Frère Charles conti­nue à vivre exac­te­ment de même à Taman­ras­set. Il prie, médite, pour­suit ses études de tama­cheq et reçoit tou­jours autant de visites des gens du pays. Mais ses conseils aux offi­ciers fran­çais se mul­ti­plient en même temps qu’il tra­vaille à main­te­nir les mêmes liens de fra­ter­ni­té avec Mous­sa.

Quand les offi­ciers lui disent qu’il y a péril à demeu­rer seul à Taman­ras­set et lui pro­posent de se réfu­gier dans un for­tin éloi­gné sous la pro­tec­tion d’une gar­ni­son fran­çaise, il refuse obs­ti­né­ment. Il a juré de vivre et mou­rir au milieu des Toua­regs.

Mais comme le péril peut mena­cer aus­si les habi­tants du petit vil­lage de Taman­ras­set, il accepte de construire un for­tin qui leur ser­vi­ra d’abri en cas de besoin. On y dépose quelques fusils avec des muni­tions et des pro­vi­sions pour pou­voir sou­te­nir un siège, quelques jours, en cas de néces­si­té abso­lue.

C’est Frère Charles qui en sera le gar­dien béné­vole.

Le cœur lourd, il quitte son ermi­tage et démé­nage dans le for­tin.

Charles de Foucauld prisonnier des pillards

Sou­dain un soir, Frère Charles entend une voix l’appeler au-dehors. C’est le cour­rier, lui crie-t-on. Il va ouvrir et aus­si­tôt des bras vigou­reux l’empoignent et le jettent à genoux, gar­rot­té, sur le seuil du for­tin. Ce sont des Tri­po­li­tains et des Toua­regs d’une tri­bu enne­mie de celle de Mous­sa qui sont venus faire une incur­sion en plein Hog­gar pour s’emparer de Frère Charles et l’éloigner à tout jamais de Mous­sa.

Pen­dant que Frère Charles ras­semble ses der­nières forces pour prier et ado­rer la volon­té du Sei­gneur quelle qu’elle soit, les assaillants pillent le for­tin. Tout à coup des cris s’élèvent, on voit venir deux méha­ristes, les vrais por­teurs de cour­rier qui arrivent sans se dou­ter de rien. Les pillards se pré­ci­pitent pour les assas­si­ner, et pen­dant ce temps-là l’un d’eux, res­té près de Frère Charles, crai­gnant sans doute qu’on lui enlève son pri­son­nier, l’abat d’un coup de fusil.

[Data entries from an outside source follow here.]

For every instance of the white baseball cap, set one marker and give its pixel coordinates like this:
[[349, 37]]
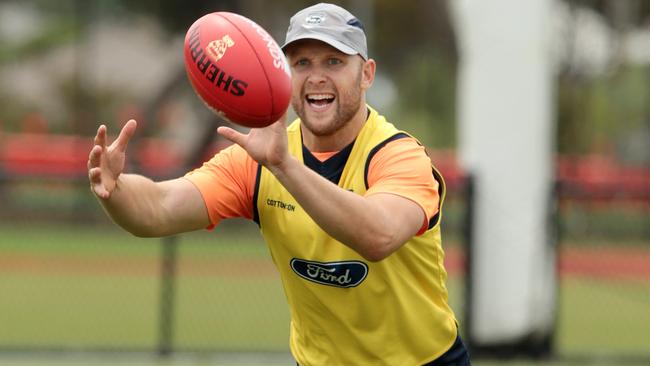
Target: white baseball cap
[[331, 24]]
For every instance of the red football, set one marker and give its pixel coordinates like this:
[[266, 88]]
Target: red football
[[237, 69]]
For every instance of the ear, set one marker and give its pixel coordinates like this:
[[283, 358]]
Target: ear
[[368, 73]]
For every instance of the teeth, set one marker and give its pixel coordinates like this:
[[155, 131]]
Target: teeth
[[320, 96]]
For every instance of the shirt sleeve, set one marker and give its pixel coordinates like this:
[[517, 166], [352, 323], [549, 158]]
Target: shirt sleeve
[[226, 183], [403, 168]]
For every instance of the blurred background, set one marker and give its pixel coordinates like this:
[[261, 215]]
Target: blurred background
[[74, 289]]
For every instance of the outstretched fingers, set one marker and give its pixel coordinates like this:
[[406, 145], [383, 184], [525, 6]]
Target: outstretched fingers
[[125, 135], [95, 178], [232, 135], [100, 137]]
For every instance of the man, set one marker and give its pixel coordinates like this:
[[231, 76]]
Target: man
[[348, 205]]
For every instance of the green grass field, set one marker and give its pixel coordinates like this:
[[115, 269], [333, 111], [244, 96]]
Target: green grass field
[[86, 288]]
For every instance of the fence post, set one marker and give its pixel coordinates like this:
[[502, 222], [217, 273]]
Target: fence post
[[167, 295]]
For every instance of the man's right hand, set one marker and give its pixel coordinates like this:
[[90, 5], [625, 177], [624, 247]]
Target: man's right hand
[[106, 163]]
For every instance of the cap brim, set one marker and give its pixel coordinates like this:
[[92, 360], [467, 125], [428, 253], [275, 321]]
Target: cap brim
[[324, 38]]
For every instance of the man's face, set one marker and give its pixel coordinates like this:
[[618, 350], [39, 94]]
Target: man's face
[[328, 85]]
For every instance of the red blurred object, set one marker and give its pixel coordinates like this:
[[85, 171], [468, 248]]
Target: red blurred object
[[592, 177]]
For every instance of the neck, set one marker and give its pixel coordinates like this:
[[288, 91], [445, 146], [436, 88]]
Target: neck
[[339, 139]]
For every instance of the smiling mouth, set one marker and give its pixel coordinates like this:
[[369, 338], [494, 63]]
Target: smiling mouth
[[319, 101]]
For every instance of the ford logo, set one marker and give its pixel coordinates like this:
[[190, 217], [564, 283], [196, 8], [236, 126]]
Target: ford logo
[[338, 274]]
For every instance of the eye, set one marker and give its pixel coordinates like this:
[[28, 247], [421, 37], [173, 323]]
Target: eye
[[302, 62], [334, 61]]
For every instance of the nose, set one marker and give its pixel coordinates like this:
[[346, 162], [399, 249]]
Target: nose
[[316, 76]]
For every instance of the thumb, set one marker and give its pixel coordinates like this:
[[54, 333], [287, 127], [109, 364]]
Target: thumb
[[232, 135]]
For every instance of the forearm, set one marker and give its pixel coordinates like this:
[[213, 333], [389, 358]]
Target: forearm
[[354, 220], [136, 205]]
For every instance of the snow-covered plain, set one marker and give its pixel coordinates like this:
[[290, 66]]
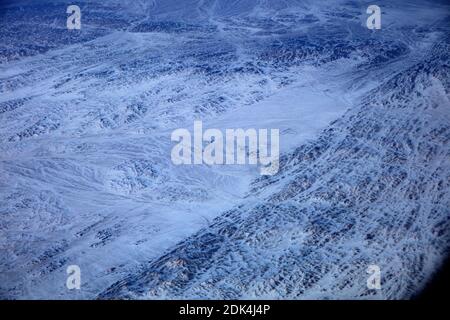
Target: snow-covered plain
[[86, 176]]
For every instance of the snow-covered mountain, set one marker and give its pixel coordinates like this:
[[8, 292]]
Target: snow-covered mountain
[[86, 174]]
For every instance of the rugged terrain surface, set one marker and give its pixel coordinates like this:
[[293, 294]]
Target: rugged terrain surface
[[86, 175]]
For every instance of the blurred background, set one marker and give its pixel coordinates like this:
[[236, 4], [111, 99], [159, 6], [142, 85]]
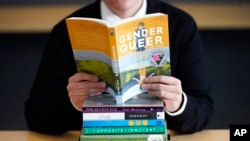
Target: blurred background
[[224, 27]]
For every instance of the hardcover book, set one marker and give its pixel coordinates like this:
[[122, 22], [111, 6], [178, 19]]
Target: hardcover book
[[138, 137], [119, 123], [107, 103], [124, 130], [124, 54]]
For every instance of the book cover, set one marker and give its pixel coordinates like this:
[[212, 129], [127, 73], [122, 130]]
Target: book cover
[[134, 137], [124, 54]]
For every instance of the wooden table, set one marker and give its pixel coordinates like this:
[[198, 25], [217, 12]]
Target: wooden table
[[206, 135]]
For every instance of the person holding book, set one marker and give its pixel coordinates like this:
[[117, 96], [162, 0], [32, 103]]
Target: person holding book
[[59, 90]]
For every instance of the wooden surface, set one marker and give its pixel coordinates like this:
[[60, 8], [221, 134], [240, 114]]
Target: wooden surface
[[42, 18], [206, 135]]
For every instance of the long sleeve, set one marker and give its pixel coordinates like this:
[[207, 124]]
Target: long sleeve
[[189, 65], [48, 109]]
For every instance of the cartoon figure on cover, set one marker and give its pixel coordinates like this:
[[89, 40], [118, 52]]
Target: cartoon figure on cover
[[140, 38]]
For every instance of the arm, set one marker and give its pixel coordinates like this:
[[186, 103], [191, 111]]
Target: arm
[[48, 108], [189, 66]]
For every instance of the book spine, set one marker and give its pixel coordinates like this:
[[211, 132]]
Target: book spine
[[123, 116], [124, 130], [111, 123], [141, 137], [121, 109], [115, 58]]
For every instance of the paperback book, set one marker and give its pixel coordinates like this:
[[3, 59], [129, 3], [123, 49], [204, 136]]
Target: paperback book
[[122, 55], [138, 137]]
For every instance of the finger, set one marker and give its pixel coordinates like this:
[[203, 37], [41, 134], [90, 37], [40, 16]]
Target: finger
[[83, 77], [163, 79], [164, 95], [85, 92], [86, 85]]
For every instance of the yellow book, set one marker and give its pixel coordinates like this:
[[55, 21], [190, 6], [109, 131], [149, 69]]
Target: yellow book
[[124, 54]]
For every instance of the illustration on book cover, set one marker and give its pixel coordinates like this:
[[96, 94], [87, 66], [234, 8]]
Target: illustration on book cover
[[127, 54]]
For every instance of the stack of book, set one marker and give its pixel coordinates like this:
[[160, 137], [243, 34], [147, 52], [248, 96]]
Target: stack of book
[[141, 118]]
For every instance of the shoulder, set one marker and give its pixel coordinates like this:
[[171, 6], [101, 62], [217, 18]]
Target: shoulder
[[90, 10], [176, 15]]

Frère Charles est mort et la balle est res­tée enfon­cée dans la muraille du for­tin. C’est le 1er décembre 1916.

Frère Charles a don­né défi­ni­ti­ve­ment sa vie au Hog­gar.

Tout était per­du ? Non, rien n’était per­du.

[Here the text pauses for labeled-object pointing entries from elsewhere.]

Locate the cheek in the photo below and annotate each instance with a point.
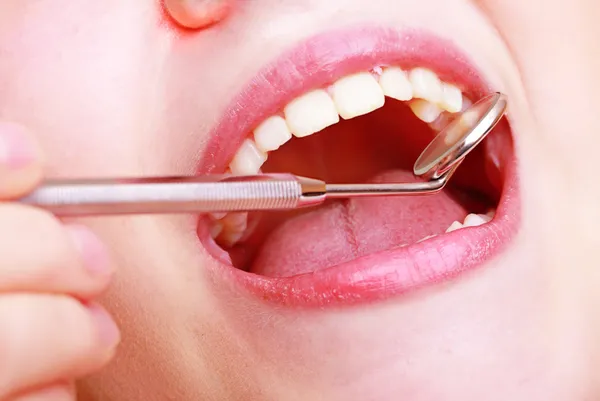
(83, 76)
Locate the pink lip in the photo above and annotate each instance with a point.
(316, 63)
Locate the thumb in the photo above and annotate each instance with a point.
(20, 161)
(197, 14)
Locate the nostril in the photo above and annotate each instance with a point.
(197, 14)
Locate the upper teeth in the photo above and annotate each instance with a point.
(356, 95)
(310, 113)
(472, 220)
(348, 97)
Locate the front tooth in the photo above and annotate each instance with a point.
(356, 95)
(454, 226)
(451, 98)
(473, 220)
(272, 133)
(310, 113)
(248, 159)
(216, 229)
(426, 85)
(424, 110)
(395, 84)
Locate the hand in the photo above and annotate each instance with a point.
(50, 330)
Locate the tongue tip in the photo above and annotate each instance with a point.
(343, 231)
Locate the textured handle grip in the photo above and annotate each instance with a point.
(168, 196)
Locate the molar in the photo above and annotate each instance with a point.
(310, 113)
(451, 98)
(356, 95)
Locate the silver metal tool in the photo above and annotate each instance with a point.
(224, 193)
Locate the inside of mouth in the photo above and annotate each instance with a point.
(381, 146)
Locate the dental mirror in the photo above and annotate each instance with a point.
(449, 148)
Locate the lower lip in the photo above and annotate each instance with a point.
(390, 273)
(378, 276)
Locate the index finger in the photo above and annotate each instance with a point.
(21, 161)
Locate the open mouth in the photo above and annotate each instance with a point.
(364, 114)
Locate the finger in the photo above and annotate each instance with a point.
(56, 392)
(197, 14)
(45, 339)
(40, 254)
(20, 161)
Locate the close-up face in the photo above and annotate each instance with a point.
(483, 291)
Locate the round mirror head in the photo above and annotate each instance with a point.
(449, 148)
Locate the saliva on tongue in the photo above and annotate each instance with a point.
(378, 147)
(341, 231)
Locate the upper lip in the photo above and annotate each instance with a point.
(317, 63)
(323, 59)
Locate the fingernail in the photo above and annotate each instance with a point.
(93, 252)
(108, 331)
(16, 149)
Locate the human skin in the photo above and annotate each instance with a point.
(113, 88)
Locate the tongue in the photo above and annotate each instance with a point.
(343, 231)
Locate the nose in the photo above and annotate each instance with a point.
(198, 14)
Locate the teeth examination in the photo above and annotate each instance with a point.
(288, 200)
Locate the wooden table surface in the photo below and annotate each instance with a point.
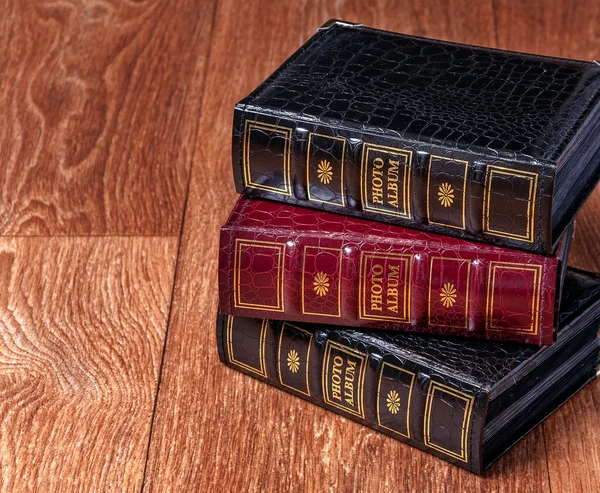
(114, 178)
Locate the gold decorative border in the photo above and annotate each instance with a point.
(469, 399)
(407, 172)
(536, 299)
(339, 290)
(466, 326)
(533, 179)
(269, 127)
(362, 309)
(464, 226)
(280, 247)
(342, 191)
(412, 381)
(307, 357)
(361, 382)
(262, 371)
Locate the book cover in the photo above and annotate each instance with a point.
(291, 263)
(465, 401)
(470, 142)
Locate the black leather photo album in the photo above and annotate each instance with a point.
(463, 400)
(472, 142)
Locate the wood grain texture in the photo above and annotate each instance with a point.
(100, 104)
(82, 325)
(214, 426)
(107, 103)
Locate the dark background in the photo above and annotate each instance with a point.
(114, 178)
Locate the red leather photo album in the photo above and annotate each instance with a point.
(289, 263)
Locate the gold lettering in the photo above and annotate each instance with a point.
(392, 188)
(349, 382)
(377, 287)
(377, 181)
(336, 379)
(392, 292)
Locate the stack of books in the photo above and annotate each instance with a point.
(398, 254)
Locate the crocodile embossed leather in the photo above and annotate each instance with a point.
(461, 400)
(475, 143)
(290, 263)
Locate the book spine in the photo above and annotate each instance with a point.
(393, 179)
(398, 396)
(372, 281)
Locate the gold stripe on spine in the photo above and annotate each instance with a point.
(362, 309)
(313, 199)
(536, 298)
(469, 399)
(268, 127)
(464, 201)
(466, 295)
(339, 291)
(284, 325)
(239, 244)
(412, 381)
(364, 197)
(262, 371)
(533, 179)
(362, 371)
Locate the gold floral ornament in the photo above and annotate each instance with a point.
(325, 172)
(321, 284)
(448, 295)
(393, 402)
(293, 361)
(446, 194)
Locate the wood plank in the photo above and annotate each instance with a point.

D’abord parce que le com­man­de­ment de la cha­ri­té est incon­di­tion­nel et que rien de ce qui est fait pour Dieu, selon la volon­té de Dieu, ne peut être per­du.

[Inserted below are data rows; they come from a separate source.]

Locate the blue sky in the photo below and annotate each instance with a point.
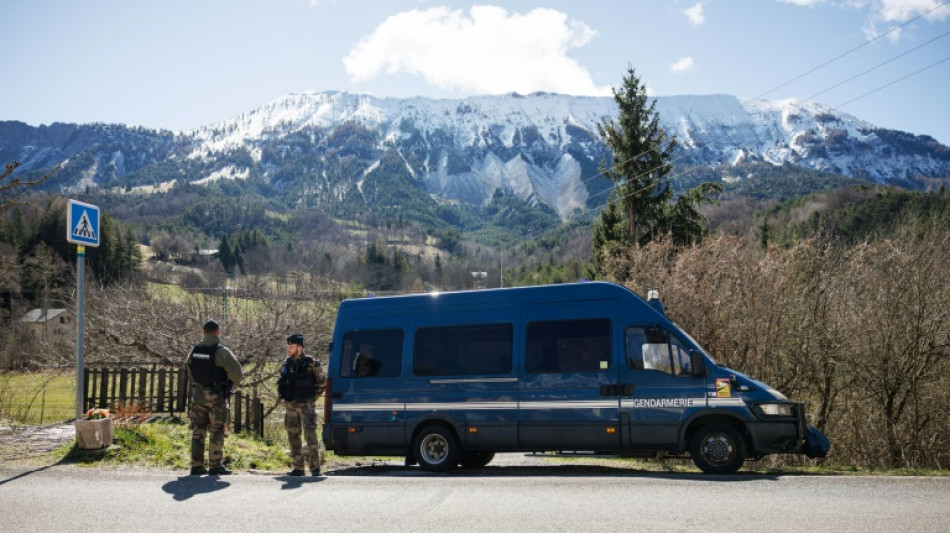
(179, 64)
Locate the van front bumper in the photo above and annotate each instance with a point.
(785, 435)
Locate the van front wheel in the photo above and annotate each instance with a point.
(476, 459)
(718, 449)
(436, 449)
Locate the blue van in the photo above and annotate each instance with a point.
(448, 379)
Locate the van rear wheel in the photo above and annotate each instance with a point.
(436, 449)
(718, 449)
(476, 459)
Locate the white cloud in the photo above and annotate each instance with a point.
(695, 14)
(886, 15)
(682, 65)
(904, 10)
(802, 2)
(486, 51)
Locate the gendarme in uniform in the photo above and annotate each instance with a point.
(213, 370)
(301, 382)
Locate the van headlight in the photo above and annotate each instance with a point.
(775, 409)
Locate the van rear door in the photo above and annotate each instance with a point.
(569, 394)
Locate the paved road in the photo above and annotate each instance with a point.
(502, 498)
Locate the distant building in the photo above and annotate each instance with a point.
(48, 324)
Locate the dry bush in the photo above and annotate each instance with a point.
(861, 334)
(136, 324)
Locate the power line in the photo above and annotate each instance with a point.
(875, 67)
(893, 82)
(832, 60)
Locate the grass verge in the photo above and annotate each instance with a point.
(167, 445)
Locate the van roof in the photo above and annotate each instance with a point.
(539, 293)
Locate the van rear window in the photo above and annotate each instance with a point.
(568, 346)
(462, 350)
(372, 354)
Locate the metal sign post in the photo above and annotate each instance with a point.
(82, 229)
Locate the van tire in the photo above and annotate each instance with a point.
(436, 448)
(476, 459)
(718, 449)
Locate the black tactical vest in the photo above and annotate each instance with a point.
(203, 369)
(296, 381)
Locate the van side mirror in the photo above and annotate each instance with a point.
(698, 363)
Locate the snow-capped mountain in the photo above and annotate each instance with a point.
(543, 148)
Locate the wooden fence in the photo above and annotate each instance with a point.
(161, 390)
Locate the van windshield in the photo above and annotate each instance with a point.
(696, 344)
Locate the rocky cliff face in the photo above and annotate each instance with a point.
(543, 148)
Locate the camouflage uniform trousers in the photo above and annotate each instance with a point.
(208, 411)
(302, 416)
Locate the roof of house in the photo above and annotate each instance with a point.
(37, 315)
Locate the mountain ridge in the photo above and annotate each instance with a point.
(543, 148)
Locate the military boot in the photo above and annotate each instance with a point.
(219, 470)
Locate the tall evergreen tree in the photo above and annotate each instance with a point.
(642, 160)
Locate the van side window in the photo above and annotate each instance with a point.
(372, 354)
(462, 350)
(655, 349)
(568, 346)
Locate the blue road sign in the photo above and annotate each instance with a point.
(82, 224)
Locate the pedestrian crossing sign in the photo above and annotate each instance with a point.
(82, 224)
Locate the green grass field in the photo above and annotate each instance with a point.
(37, 398)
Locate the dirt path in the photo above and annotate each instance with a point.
(19, 443)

Ensuite, parce que quinze ans plus tard, l’exemple de Frère Charles ins­pi­rait les pre­miers dis­ciples qui vou­lurent vivre comme lui en Afrique du Nord et jusqu’au Saha­ra.

Pen­dant toute son exis­tence, le Père de Fou­cauld avait en vain cher­ché des com­pa­gnons pour par­ta­ger sa vie. Sa mort a été pareille à celle du grain de blé qui meurt dans la terre et qui pro­duit cent nou­veaux grains.

L’histoire de Frère Charles ne fait que com­men­cer.